Traffic mirror provides a traffic collection service that filters and copies desired traffic from ENI to CVM clusters in the same VPC. This feature is applicable to scenarios including security audit, risk monitoring, troubleshooting and business analysis.

However, traffic mirror consumes CVM resources such as CPU, memory and bandwidth pro rata. For example, if you mirror a network interface that has 1 Gbps of inbound traffic and 1 Gbps of outbound traffic. In this case, the instance needs to handle 1 Gbps of inbound traffic and 3 Gbps of outbound traffic (1 Gbps for the outbound traffic, 1 Gbps for the mirrored inbound traffic and 1 Gbps for the mirrored outbound traffic).

Procedure

The following are key components of a traffic mirror, together with its workflow.

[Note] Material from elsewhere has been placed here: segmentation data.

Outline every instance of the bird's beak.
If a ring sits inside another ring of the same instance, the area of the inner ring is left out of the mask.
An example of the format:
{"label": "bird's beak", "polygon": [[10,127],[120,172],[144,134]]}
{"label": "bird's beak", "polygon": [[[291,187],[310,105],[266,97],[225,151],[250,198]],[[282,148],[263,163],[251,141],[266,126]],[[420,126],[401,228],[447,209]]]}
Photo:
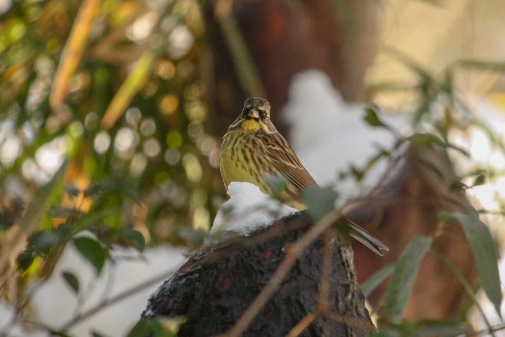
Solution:
{"label": "bird's beak", "polygon": [[258,119],[260,118],[260,112],[256,108],[253,108],[249,110],[249,112],[247,113],[247,116],[251,118]]}

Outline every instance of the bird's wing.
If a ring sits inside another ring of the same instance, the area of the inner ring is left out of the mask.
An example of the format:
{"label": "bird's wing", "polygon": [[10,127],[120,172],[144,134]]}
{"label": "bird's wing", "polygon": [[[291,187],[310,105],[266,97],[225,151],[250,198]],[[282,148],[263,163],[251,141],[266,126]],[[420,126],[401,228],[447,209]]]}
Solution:
{"label": "bird's wing", "polygon": [[293,149],[280,133],[272,135],[267,139],[265,147],[267,158],[290,182],[300,190],[317,185],[314,178],[301,165]]}

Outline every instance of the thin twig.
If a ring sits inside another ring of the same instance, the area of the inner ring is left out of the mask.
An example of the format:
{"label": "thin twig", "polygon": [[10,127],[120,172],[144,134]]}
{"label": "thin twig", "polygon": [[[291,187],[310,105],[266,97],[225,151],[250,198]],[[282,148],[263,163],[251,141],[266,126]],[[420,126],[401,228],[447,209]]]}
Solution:
{"label": "thin twig", "polygon": [[239,337],[245,331],[252,320],[277,290],[282,280],[296,263],[304,250],[341,216],[340,212],[338,210],[330,212],[287,250],[286,257],[272,278],[260,294],[256,297],[252,303],[242,314],[231,330],[224,334],[224,335],[227,337]]}
{"label": "thin twig", "polygon": [[174,272],[175,272],[175,269],[171,269],[168,271],[166,271],[157,276],[151,278],[150,279],[147,280],[140,284],[133,286],[129,289],[127,289],[122,293],[120,293],[110,299],[104,300],[94,307],[93,307],[88,310],[81,313],[64,324],[60,330],[60,332],[63,332],[65,331],[78,323],[80,323],[82,321],[87,319],[91,316],[104,309],[105,309],[107,307],[112,305],[113,304],[116,303],[122,300],[124,300],[127,297],[131,296],[132,295],[134,295],[137,293],[143,290],[145,288],[155,284],[159,282],[165,280],[167,278],[172,276]]}
{"label": "thin twig", "polygon": [[312,324],[314,320],[317,317],[317,314],[315,312],[311,312],[307,314],[301,320],[298,322],[298,324],[294,326],[289,333],[286,335],[286,337],[297,337],[300,333],[304,332],[309,326]]}
{"label": "thin twig", "polygon": [[330,293],[330,277],[331,275],[331,242],[332,234],[330,230],[324,232],[324,252],[323,256],[323,275],[319,286],[319,300],[318,311],[326,316],[329,304],[328,297]]}

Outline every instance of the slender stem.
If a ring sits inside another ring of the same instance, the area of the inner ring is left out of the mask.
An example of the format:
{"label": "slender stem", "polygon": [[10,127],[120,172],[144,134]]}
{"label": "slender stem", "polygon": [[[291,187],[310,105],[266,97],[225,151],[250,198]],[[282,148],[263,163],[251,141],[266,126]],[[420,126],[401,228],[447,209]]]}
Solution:
{"label": "slender stem", "polygon": [[150,279],[147,280],[140,284],[138,284],[137,285],[133,286],[129,289],[127,289],[125,291],[118,294],[115,296],[110,298],[110,299],[104,300],[94,307],[93,307],[86,311],[84,311],[79,315],[74,316],[73,318],[63,325],[63,326],[60,330],[60,332],[63,332],[78,323],[80,323],[82,321],[87,319],[105,308],[112,305],[113,304],[114,304],[122,300],[131,296],[132,295],[134,295],[140,291],[143,290],[145,288],[148,287],[158,283],[159,282],[161,282],[162,281],[164,280],[167,277],[171,276],[174,272],[174,269],[171,269],[168,271],[166,271],[164,273],[160,274],[157,276],[153,277]]}
{"label": "slender stem", "polygon": [[289,333],[286,335],[286,337],[297,337],[300,334],[309,327],[309,326],[312,324],[317,317],[317,314],[311,312],[307,314],[301,320],[298,322],[298,324],[294,326]]}

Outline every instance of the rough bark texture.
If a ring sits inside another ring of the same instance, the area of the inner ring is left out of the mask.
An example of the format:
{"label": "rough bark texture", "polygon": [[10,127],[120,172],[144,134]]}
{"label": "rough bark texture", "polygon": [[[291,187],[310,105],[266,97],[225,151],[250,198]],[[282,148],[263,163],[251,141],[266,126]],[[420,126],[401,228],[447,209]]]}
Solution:
{"label": "rough bark texture", "polygon": [[[151,296],[142,317],[185,316],[188,320],[179,336],[226,332],[277,270],[286,245],[302,235],[311,223],[306,214],[297,213],[245,240],[230,239],[198,253]],[[317,318],[300,335],[366,336],[374,329],[355,275],[351,251],[334,241],[329,315]],[[315,310],[324,245],[322,238],[313,243],[243,335],[285,335]]]}

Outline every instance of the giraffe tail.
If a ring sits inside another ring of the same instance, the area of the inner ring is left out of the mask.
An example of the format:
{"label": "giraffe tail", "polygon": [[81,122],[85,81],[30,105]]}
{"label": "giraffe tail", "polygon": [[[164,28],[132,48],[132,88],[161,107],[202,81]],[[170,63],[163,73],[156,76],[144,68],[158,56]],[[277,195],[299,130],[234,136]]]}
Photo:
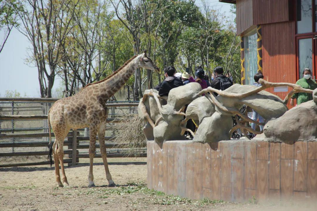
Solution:
{"label": "giraffe tail", "polygon": [[47,122],[49,124],[49,155],[47,156],[47,160],[49,161],[49,163],[51,164],[51,167],[53,164],[53,160],[52,159],[52,153],[53,151],[53,144],[52,142],[52,137],[51,136],[51,127],[49,125],[49,113],[47,115],[48,121]]}

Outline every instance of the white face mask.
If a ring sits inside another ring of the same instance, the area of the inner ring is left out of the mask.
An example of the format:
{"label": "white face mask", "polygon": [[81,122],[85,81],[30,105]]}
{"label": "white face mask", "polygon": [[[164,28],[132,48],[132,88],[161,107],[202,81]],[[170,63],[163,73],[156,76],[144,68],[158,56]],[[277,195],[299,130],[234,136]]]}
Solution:
{"label": "white face mask", "polygon": [[310,78],[310,74],[309,75],[304,75],[304,78],[307,80],[308,80]]}

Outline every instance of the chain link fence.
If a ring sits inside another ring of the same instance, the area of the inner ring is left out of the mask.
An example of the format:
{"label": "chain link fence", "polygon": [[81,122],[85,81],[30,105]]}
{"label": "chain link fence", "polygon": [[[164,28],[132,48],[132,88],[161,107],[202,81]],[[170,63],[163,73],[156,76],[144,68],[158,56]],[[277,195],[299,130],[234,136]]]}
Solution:
{"label": "chain link fence", "polygon": [[[107,102],[109,104],[120,103],[137,103],[138,101],[111,101]],[[54,102],[0,102],[0,115],[47,115],[51,106]],[[115,119],[128,116],[137,114],[137,107],[135,106],[109,108],[108,118]],[[120,128],[116,126],[116,123],[109,122],[107,124],[106,136],[115,137]],[[0,134],[26,134],[34,133],[48,133],[49,128],[47,119],[0,119]],[[88,128],[79,129],[79,135],[78,137],[87,137],[89,135]],[[66,137],[67,140],[68,137]],[[54,141],[55,138],[52,137],[52,140]],[[35,152],[48,151],[46,146],[27,146],[33,143],[47,142],[49,141],[48,137],[21,137],[8,138],[0,136],[0,163],[14,162],[23,159],[31,159],[33,160],[46,160],[46,156],[32,156],[18,157],[1,157],[1,153],[8,152]],[[115,138],[110,139],[106,141],[107,143],[116,143]],[[4,147],[9,145],[23,143],[25,144],[23,147]],[[79,141],[80,145],[89,145],[89,140]],[[64,146],[64,149],[67,149],[68,146]],[[124,153],[128,149],[122,148],[111,148],[107,149],[107,152],[112,153]],[[141,151],[146,152],[145,148],[140,148]],[[78,149],[79,154],[87,154],[88,149]],[[48,154],[48,152],[47,152]],[[99,148],[96,149],[96,155],[100,155]]]}

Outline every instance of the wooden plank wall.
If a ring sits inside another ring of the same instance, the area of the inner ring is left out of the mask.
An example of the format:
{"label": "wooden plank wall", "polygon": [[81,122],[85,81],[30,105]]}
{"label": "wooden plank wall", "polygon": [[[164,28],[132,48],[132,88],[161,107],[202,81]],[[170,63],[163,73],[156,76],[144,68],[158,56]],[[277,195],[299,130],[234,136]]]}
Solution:
{"label": "wooden plank wall", "polygon": [[253,24],[258,25],[288,21],[293,5],[290,0],[254,0]]}
{"label": "wooden plank wall", "polygon": [[148,187],[230,202],[317,199],[317,141],[147,142]]}
{"label": "wooden plank wall", "polygon": [[[294,22],[262,26],[262,64],[264,79],[270,82],[296,83],[296,72]],[[292,90],[288,88],[288,92]],[[282,99],[288,92],[266,90]],[[289,105],[289,108],[291,107]]]}
{"label": "wooden plank wall", "polygon": [[254,25],[252,5],[252,0],[239,0],[236,2],[237,34]]}

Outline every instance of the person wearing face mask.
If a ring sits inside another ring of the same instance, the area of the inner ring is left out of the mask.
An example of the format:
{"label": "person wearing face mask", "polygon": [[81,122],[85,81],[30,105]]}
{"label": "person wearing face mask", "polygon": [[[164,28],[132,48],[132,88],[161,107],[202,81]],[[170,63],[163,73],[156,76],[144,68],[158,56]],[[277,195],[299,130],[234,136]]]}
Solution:
{"label": "person wearing face mask", "polygon": [[[317,83],[311,79],[311,71],[308,68],[304,69],[303,71],[303,77],[296,82],[296,84],[299,85],[304,89],[314,90],[317,88]],[[295,93],[291,98],[291,105],[294,105],[294,99],[297,100],[297,105],[301,103],[313,100],[313,95],[309,93],[300,92]]]}

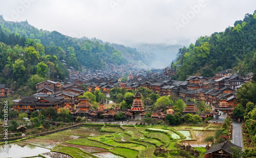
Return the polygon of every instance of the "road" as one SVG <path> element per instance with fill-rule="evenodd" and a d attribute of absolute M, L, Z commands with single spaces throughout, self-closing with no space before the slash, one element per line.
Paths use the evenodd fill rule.
<path fill-rule="evenodd" d="M 237 120 L 233 121 L 233 133 L 232 133 L 232 143 L 242 147 L 244 150 L 243 144 L 243 133 L 241 127 L 242 123 Z"/>

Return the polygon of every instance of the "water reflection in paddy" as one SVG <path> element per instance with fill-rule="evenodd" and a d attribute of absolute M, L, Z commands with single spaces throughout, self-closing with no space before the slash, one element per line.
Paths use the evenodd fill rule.
<path fill-rule="evenodd" d="M 120 156 L 117 156 L 113 154 L 110 152 L 98 152 L 94 153 L 92 154 L 101 158 L 122 158 Z"/>
<path fill-rule="evenodd" d="M 51 150 L 23 143 L 9 144 L 8 154 L 4 152 L 4 146 L 0 150 L 0 157 L 23 157 L 37 156 L 39 154 L 50 152 Z"/>

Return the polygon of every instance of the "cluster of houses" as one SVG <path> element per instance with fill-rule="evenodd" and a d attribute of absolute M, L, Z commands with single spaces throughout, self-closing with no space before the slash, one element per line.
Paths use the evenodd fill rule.
<path fill-rule="evenodd" d="M 62 62 L 65 63 L 65 61 Z M 236 91 L 241 87 L 243 83 L 250 82 L 253 75 L 250 73 L 244 78 L 239 75 L 231 75 L 230 70 L 227 70 L 217 73 L 210 79 L 203 76 L 190 76 L 186 81 L 182 81 L 171 79 L 170 76 L 175 75 L 176 71 L 169 67 L 162 71 L 156 71 L 155 73 L 152 72 L 148 73 L 148 70 L 139 71 L 134 69 L 132 65 L 127 67 L 122 66 L 116 67 L 110 65 L 107 71 L 86 70 L 83 73 L 75 72 L 72 67 L 69 67 L 71 69 L 70 69 L 71 75 L 66 79 L 66 82 L 61 82 L 57 80 L 38 83 L 36 84 L 36 94 L 21 97 L 14 100 L 13 109 L 20 112 L 25 112 L 29 114 L 35 110 L 40 111 L 42 108 L 47 109 L 54 106 L 58 110 L 65 107 L 70 109 L 74 119 L 78 116 L 86 116 L 95 120 L 99 118 L 99 115 L 102 114 L 105 120 L 112 120 L 114 118 L 114 114 L 120 111 L 117 107 L 111 110 L 105 109 L 103 107 L 103 103 L 101 103 L 97 110 L 92 111 L 90 110 L 89 104 L 85 106 L 80 105 L 81 102 L 85 102 L 86 99 L 79 100 L 78 97 L 83 95 L 86 87 L 87 91 L 92 93 L 95 90 L 100 90 L 108 96 L 110 91 L 114 87 L 136 90 L 139 87 L 143 87 L 152 92 L 157 92 L 160 96 L 172 95 L 182 99 L 203 101 L 208 105 L 216 106 L 216 110 L 224 111 L 229 115 L 232 114 L 232 110 L 237 104 L 234 95 Z M 130 75 L 127 80 L 121 81 L 122 73 L 127 73 L 128 72 L 130 72 Z M 140 96 L 137 93 L 136 95 Z M 140 100 L 135 99 L 135 102 L 133 104 L 133 109 L 123 111 L 128 119 L 134 119 L 136 112 L 140 114 L 140 118 L 144 117 L 146 110 L 142 108 L 143 103 Z M 139 102 L 136 102 L 138 101 Z M 86 104 L 90 103 L 88 101 L 86 102 Z M 186 104 L 187 108 L 184 111 L 185 113 L 195 114 L 197 111 L 194 107 L 195 103 L 189 102 Z M 136 105 L 141 107 L 136 107 Z M 164 120 L 167 114 L 174 114 L 170 107 L 171 105 L 168 107 L 167 112 L 162 112 L 162 109 L 152 111 L 152 117 Z M 80 111 L 79 108 L 81 108 Z M 83 110 L 86 112 L 81 112 Z M 218 115 L 217 111 L 212 112 L 203 115 L 201 117 L 214 115 L 217 116 Z"/>

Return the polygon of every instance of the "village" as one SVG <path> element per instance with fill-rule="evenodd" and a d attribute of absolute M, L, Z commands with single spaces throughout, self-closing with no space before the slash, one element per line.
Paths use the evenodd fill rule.
<path fill-rule="evenodd" d="M 125 135 L 130 136 L 130 134 L 122 133 L 122 131 L 124 130 L 128 132 L 132 130 L 131 132 L 132 131 L 133 134 L 135 134 L 135 132 L 138 132 L 136 131 L 138 130 L 138 128 L 142 128 L 141 131 L 137 134 L 139 136 L 142 134 L 141 136 L 139 136 L 140 139 L 145 137 L 153 139 L 152 141 L 147 141 L 149 142 L 155 142 L 156 140 L 159 141 L 159 143 L 154 143 L 156 148 L 154 149 L 155 151 L 154 154 L 152 152 L 153 151 L 151 151 L 150 154 L 151 156 L 159 154 L 163 155 L 167 152 L 169 153 L 170 151 L 173 152 L 174 150 L 172 150 L 174 149 L 176 149 L 176 150 L 179 149 L 178 149 L 180 151 L 179 153 L 185 157 L 187 156 L 186 155 L 189 156 L 188 155 L 190 155 L 195 157 L 204 157 L 204 155 L 205 155 L 205 155 L 209 156 L 205 157 L 216 157 L 215 156 L 218 155 L 220 152 L 222 152 L 222 155 L 224 153 L 225 155 L 228 156 L 226 157 L 231 157 L 230 156 L 233 153 L 231 147 L 241 149 L 244 148 L 243 145 L 241 145 L 241 142 L 243 144 L 241 139 L 243 139 L 243 136 L 242 134 L 241 124 L 239 123 L 243 120 L 241 118 L 234 117 L 233 110 L 238 104 L 236 102 L 236 92 L 241 87 L 243 83 L 250 82 L 251 81 L 253 76 L 252 73 L 246 75 L 244 78 L 239 75 L 232 75 L 230 70 L 226 70 L 216 73 L 215 76 L 210 78 L 210 79 L 203 76 L 190 76 L 186 81 L 183 81 L 172 80 L 172 77 L 175 75 L 176 71 L 175 69 L 171 67 L 167 67 L 163 70 L 149 71 L 139 70 L 131 64 L 119 66 L 111 64 L 106 71 L 85 70 L 84 72 L 80 72 L 75 71 L 73 67 L 67 64 L 65 61 L 62 60 L 61 62 L 67 66 L 70 73 L 69 77 L 66 78 L 66 82 L 62 82 L 60 80 L 46 80 L 37 83 L 36 85 L 36 94 L 28 96 L 20 96 L 17 99 L 13 100 L 12 111 L 17 111 L 19 114 L 26 113 L 28 118 L 27 119 L 29 120 L 26 121 L 26 123 L 24 123 L 23 125 L 17 127 L 18 132 L 22 133 L 21 136 L 17 136 L 17 138 L 22 139 L 22 140 L 27 137 L 26 135 L 31 136 L 30 134 L 32 133 L 31 131 L 34 131 L 34 130 L 31 131 L 30 129 L 28 130 L 30 132 L 28 132 L 26 126 L 29 126 L 30 123 L 32 126 L 33 124 L 36 125 L 35 121 L 34 120 L 36 112 L 38 114 L 37 117 L 41 118 L 42 113 L 45 113 L 48 109 L 53 108 L 57 113 L 62 112 L 63 109 L 70 112 L 71 118 L 67 119 L 68 120 L 66 121 L 71 123 L 63 124 L 62 122 L 59 123 L 59 122 L 55 121 L 51 124 L 55 123 L 56 127 L 48 125 L 46 126 L 48 127 L 45 128 L 44 127 L 45 124 L 44 123 L 43 126 L 41 125 L 37 127 L 40 129 L 38 132 L 34 131 L 33 133 L 34 136 L 44 138 L 45 136 L 43 136 L 50 133 L 57 132 L 59 134 L 51 135 L 60 134 L 62 134 L 62 132 L 60 132 L 59 131 L 64 130 L 63 133 L 65 133 L 65 130 L 72 128 L 75 128 L 71 129 L 69 134 L 80 134 L 79 136 L 90 134 L 90 131 L 80 131 L 82 129 L 81 128 L 85 128 L 81 127 L 81 125 L 82 127 L 84 126 L 92 127 L 89 127 L 89 129 L 92 128 L 93 130 L 97 131 L 100 129 L 101 132 L 106 132 L 105 134 L 103 134 L 103 136 L 108 134 L 108 132 L 121 132 L 119 134 L 122 134 L 121 143 L 123 143 L 130 141 L 131 138 L 126 138 L 127 135 Z M 125 77 L 127 77 L 127 79 L 122 79 Z M 3 96 L 11 94 L 11 89 L 6 88 L 4 84 L 1 85 L 1 87 L 3 87 L 1 91 L 9 92 L 8 95 L 5 93 Z M 111 107 L 105 107 L 105 104 L 110 102 L 113 102 L 110 100 L 111 95 L 110 95 L 110 93 L 111 93 L 111 91 L 113 91 L 112 89 L 114 88 L 126 89 L 125 91 L 127 91 L 128 92 L 135 92 L 135 94 L 133 96 L 134 99 L 132 101 L 131 108 L 124 108 L 120 106 L 120 104 L 115 103 L 113 103 L 114 104 Z M 174 107 L 174 103 L 172 104 L 170 102 L 167 106 L 164 106 L 163 108 L 163 106 L 156 107 L 154 105 L 155 102 L 154 102 L 153 105 L 151 105 L 148 100 L 143 98 L 141 94 L 143 92 L 140 93 L 139 91 L 142 89 L 143 91 L 150 89 L 150 94 L 157 95 L 161 97 L 172 96 L 173 98 L 176 98 L 176 100 L 177 99 L 182 100 L 185 107 L 179 112 L 177 112 L 177 109 Z M 102 93 L 104 94 L 104 97 L 99 102 L 98 107 L 94 108 L 92 108 L 92 103 L 89 102 L 90 99 L 84 97 L 83 95 L 86 93 L 95 94 L 95 92 Z M 206 110 L 202 110 L 201 109 L 199 109 L 201 108 L 198 106 L 200 103 L 204 103 L 206 105 L 205 108 Z M 181 113 L 183 114 L 179 116 Z M 189 115 L 190 116 L 188 117 Z M 175 123 L 174 125 L 176 125 L 173 127 L 172 126 L 166 127 L 164 124 L 174 123 L 169 122 L 170 121 L 170 115 L 175 116 L 175 119 L 176 120 L 175 121 L 177 122 Z M 199 118 L 197 118 L 197 116 Z M 148 117 L 151 119 L 150 122 L 148 121 Z M 193 120 L 193 124 L 190 124 L 191 122 L 189 122 L 191 120 L 189 121 L 190 119 L 188 117 L 192 119 L 191 120 Z M 46 120 L 52 120 L 52 117 L 50 115 L 48 116 L 46 116 L 45 119 L 44 117 L 42 118 L 42 119 L 46 119 Z M 29 121 L 30 119 L 31 122 Z M 197 121 L 196 119 L 198 119 Z M 233 122 L 232 119 L 235 120 L 234 122 Z M 238 121 L 236 121 L 237 119 Z M 41 121 L 42 123 L 45 122 L 43 121 L 44 120 L 42 120 Z M 180 123 L 178 123 L 178 122 Z M 73 124 L 71 123 L 73 123 Z M 148 125 L 146 125 L 145 123 Z M 92 126 L 90 125 L 90 124 Z M 158 125 L 155 126 L 154 125 L 154 124 Z M 180 125 L 177 125 L 180 124 Z M 102 126 L 103 124 L 104 125 Z M 111 124 L 113 124 L 114 126 L 112 126 Z M 98 125 L 100 125 L 100 127 L 97 128 Z M 95 127 L 97 129 L 94 128 Z M 116 127 L 117 129 L 116 129 Z M 121 130 L 119 131 L 120 129 L 119 129 L 118 128 L 121 128 Z M 222 129 L 223 130 L 221 130 L 220 133 L 216 134 L 217 133 L 215 132 L 216 130 L 219 131 L 221 129 L 219 128 L 224 128 Z M 236 131 L 240 131 L 236 132 Z M 188 133 L 187 131 L 189 132 Z M 224 134 L 225 131 L 227 131 L 227 133 Z M 149 133 L 152 132 L 154 134 L 164 136 L 160 136 L 160 139 L 154 137 L 156 136 L 148 136 L 150 135 Z M 158 133 L 158 132 L 160 133 Z M 87 132 L 89 133 L 86 134 Z M 161 132 L 163 134 L 160 134 Z M 204 134 L 205 136 L 201 135 L 202 133 L 205 133 Z M 116 133 L 113 134 L 114 137 L 117 137 Z M 166 137 L 165 135 L 168 136 L 169 138 L 167 140 L 169 139 L 170 141 L 163 141 L 161 137 L 164 138 Z M 213 140 L 209 139 L 211 135 L 215 136 L 216 139 L 216 143 L 219 142 L 221 144 L 217 143 L 216 145 L 215 144 L 211 147 L 209 143 L 215 142 L 214 139 L 212 138 Z M 223 135 L 226 135 L 225 137 L 227 137 L 227 138 L 225 138 L 222 140 L 222 137 L 224 137 Z M 100 139 L 104 139 L 107 136 L 100 137 Z M 94 138 L 92 139 L 93 139 Z M 97 139 L 97 138 L 95 137 L 95 139 Z M 15 138 L 12 137 L 12 139 Z M 28 139 L 28 142 L 22 141 L 31 143 L 31 144 L 35 144 L 34 143 L 37 144 L 36 142 L 38 141 L 36 140 L 35 142 L 34 142 L 32 141 L 33 140 Z M 231 141 L 231 142 L 229 142 L 228 140 Z M 114 140 L 119 142 L 118 142 L 119 139 L 116 138 Z M 88 142 L 91 142 L 91 139 L 87 139 L 84 141 L 87 142 L 86 144 L 88 146 L 90 146 L 88 145 Z M 74 140 L 66 142 L 80 144 L 75 141 L 76 141 Z M 166 143 L 165 141 L 166 141 Z M 172 144 L 173 141 L 176 143 Z M 108 144 L 106 142 L 105 143 L 106 144 Z M 116 145 L 119 146 L 120 144 Z M 54 149 L 54 150 L 56 152 L 62 150 L 62 148 L 58 148 L 63 146 L 59 146 L 59 147 L 55 147 L 55 145 L 53 145 L 50 147 L 46 147 L 47 148 Z M 93 146 L 100 147 L 100 145 Z M 200 147 L 203 147 L 204 149 L 201 151 Z M 153 150 L 153 148 L 151 150 Z M 140 152 L 140 151 L 144 150 L 145 149 L 142 147 L 140 149 L 136 149 L 135 151 Z M 223 150 L 224 151 L 222 151 Z M 182 151 L 183 150 L 184 151 Z M 112 151 L 111 153 L 114 153 L 116 155 L 125 156 L 123 154 L 118 154 L 118 152 Z M 61 153 L 67 154 L 65 152 Z M 55 153 L 54 153 L 54 155 L 55 154 Z M 136 154 L 140 154 L 135 153 L 135 155 Z M 142 155 L 140 156 L 141 156 Z M 143 157 L 143 156 L 141 157 Z"/>
<path fill-rule="evenodd" d="M 47 80 L 38 83 L 36 94 L 21 96 L 13 100 L 14 110 L 26 112 L 29 116 L 35 111 L 40 112 L 42 108 L 47 109 L 54 107 L 58 110 L 64 107 L 70 111 L 74 120 L 78 116 L 97 120 L 99 115 L 103 114 L 105 121 L 114 121 L 115 114 L 120 111 L 120 107 L 116 106 L 111 109 L 105 109 L 103 106 L 107 101 L 104 99 L 99 104 L 98 109 L 90 110 L 91 105 L 88 102 L 88 100 L 79 99 L 86 92 L 86 87 L 87 91 L 93 94 L 95 90 L 99 90 L 105 96 L 109 96 L 110 90 L 114 87 L 136 91 L 142 87 L 148 88 L 152 93 L 157 92 L 160 96 L 171 95 L 176 98 L 191 100 L 191 101 L 185 103 L 188 107 L 184 109 L 184 112 L 195 114 L 197 111 L 196 108 L 192 108 L 195 104 L 192 101 L 202 101 L 208 106 L 214 106 L 214 110 L 200 114 L 200 117 L 204 119 L 209 116 L 217 118 L 221 115 L 221 111 L 232 118 L 232 110 L 238 104 L 236 102 L 236 92 L 243 83 L 250 82 L 253 76 L 253 73 L 250 73 L 244 78 L 239 75 L 231 75 L 231 70 L 226 70 L 216 73 L 211 79 L 203 76 L 190 76 L 186 81 L 182 81 L 172 80 L 172 76 L 175 75 L 176 72 L 170 67 L 164 70 L 152 70 L 146 73 L 148 70 L 139 71 L 131 65 L 126 67 L 123 65 L 116 66 L 111 64 L 108 71 L 86 70 L 81 73 L 75 71 L 65 61 L 61 61 L 67 65 L 70 73 L 67 82 Z M 129 73 L 129 76 L 126 81 L 122 81 L 123 74 L 125 73 Z M 148 103 L 141 101 L 140 98 L 142 96 L 139 93 L 136 93 L 134 97 L 136 99 L 132 107 L 121 110 L 125 113 L 126 120 L 135 119 L 136 112 L 137 115 L 140 114 L 139 119 L 141 120 L 147 110 L 143 104 L 147 107 L 153 105 L 146 105 Z M 192 107 L 191 108 L 188 109 L 189 106 Z M 162 112 L 162 109 L 158 110 L 157 115 L 153 112 L 152 117 L 164 120 L 168 113 Z"/>

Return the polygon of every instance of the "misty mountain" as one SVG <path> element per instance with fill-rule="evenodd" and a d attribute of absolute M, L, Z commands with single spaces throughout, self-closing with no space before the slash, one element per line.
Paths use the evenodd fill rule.
<path fill-rule="evenodd" d="M 151 66 L 155 69 L 163 69 L 170 64 L 172 61 L 176 62 L 178 50 L 183 46 L 142 43 L 135 47 L 139 52 L 155 54 Z"/>

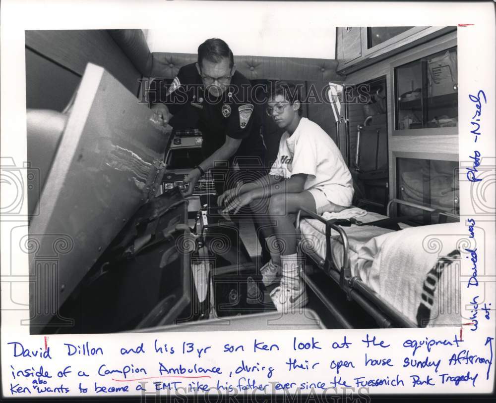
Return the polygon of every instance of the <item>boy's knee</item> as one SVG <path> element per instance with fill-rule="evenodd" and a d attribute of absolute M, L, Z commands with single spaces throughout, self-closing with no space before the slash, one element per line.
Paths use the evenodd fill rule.
<path fill-rule="evenodd" d="M 271 197 L 269 202 L 269 214 L 271 215 L 284 215 L 287 209 L 285 194 L 280 193 Z"/>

• Source: the specified ENI in the VPC that applies the filter rules such as network, collection range, collection type and traffic filtering.
• Target: the receiving IPs that get the collected traffic.
  

Use Cases

Security auditing

A running system may occur unhealthy network traffic or generate an error message due to software exception, hardware fault, computer virus or improper use. To locate causes of these issues, you can use traffic mirror to analyze the network messages.

Intrusion checking

To ensure the confidentiality, integrity and availability of network system resources, you can use traffic mirror to copy traffic to CVM clusters for real-time analysis.

Business analysis

Use traffic mirror to clearly and visually present the business traffic mode.